Sora can handle complex scenes and interactions, such as occlusion, motion, and perspective. It can also generate videos in different styles and genres, such as animation, documentary, or advertisement. Sora can even create original characters and scenarios based on the text input.
What Sora can do
OpenAI has shared four sample videos that demonstrate Sora’s capabilities. The videos are based on the following text prompts:
- animated scene features a close-up of a short fluffy monster kneeling beside a melting red candle. the art style is 3d and realistic, with a focus on lighting and texture. the mood of the painting is one of wonder and curiosity, as the monster gazes at the flame with wide eyes and open mouth. its pose and expression convey a sense of innocence and playfulness, as if it is exploring the world around it for the first time. the use of warm colors and dramatic lighting further enhances the cozy atmosphere of the image.
- a gorgeously rendered papercraft world of a coral reef, rife with colorful fish and sea creatures
- a documentary-style video of a Tokyo street scene at night, with a voice-over narration describing the culture and history of the city
- a short film inspired by Westworld, featuring a futuristic theme park where androids are indistinguishable from humans
The videos are impressive and captivating, showing Sora’s ability to generate realistic and diverse content from text. The videos also showcase Sora’s attention to detail, such as the texture of the monster’s fur, the movement of the fish, the reflection of the lights, and the expression of the androids.
Why Sora matters
Sora is a significant milestone for the field of video generation, which is a challenging and emerging area of artificial intelligence. Video generation has many potential applications, such as entertainment, education, advertising, and journalism. Sora could enable anyone to create high-quality videos with minimal effort and cost.

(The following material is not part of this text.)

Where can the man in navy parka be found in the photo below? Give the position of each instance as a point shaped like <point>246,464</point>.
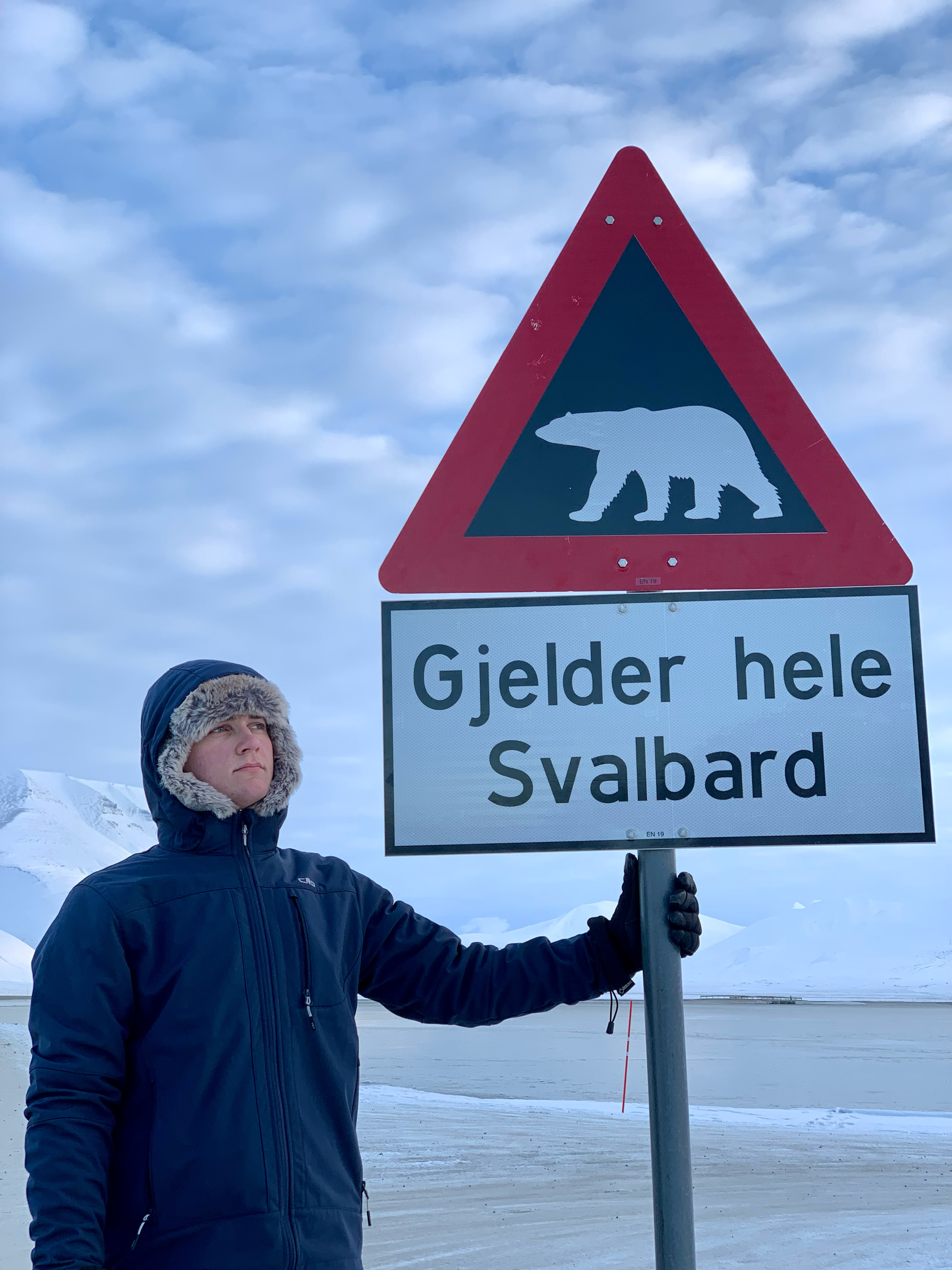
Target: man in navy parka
<point>195,1075</point>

However, Sora also raises ethical and social issues, such as the misuse of video generation for deception, manipulation, or harm. OpenAI is aware of these risks and has decided to limit the access to Sora for now. The firm is only sharing Sora with a small group of safety testers, who will provide feedback and suggestions on how to ensure the responsible use of Sora. OpenAI has not released a technical report or demonstrated the model actually working. And it says it won’t be releasing Sora anytime soon.
“We think building models that can understand video, and understand all these very complex interactions of our world, is an important step for all future AI systems,” says Tim Brooks, a scientist at OpenAI. “But we also want to make sure that we are doing this in a way that is aligned with our vision of creating beneficial and trustworthy AI for everyone.”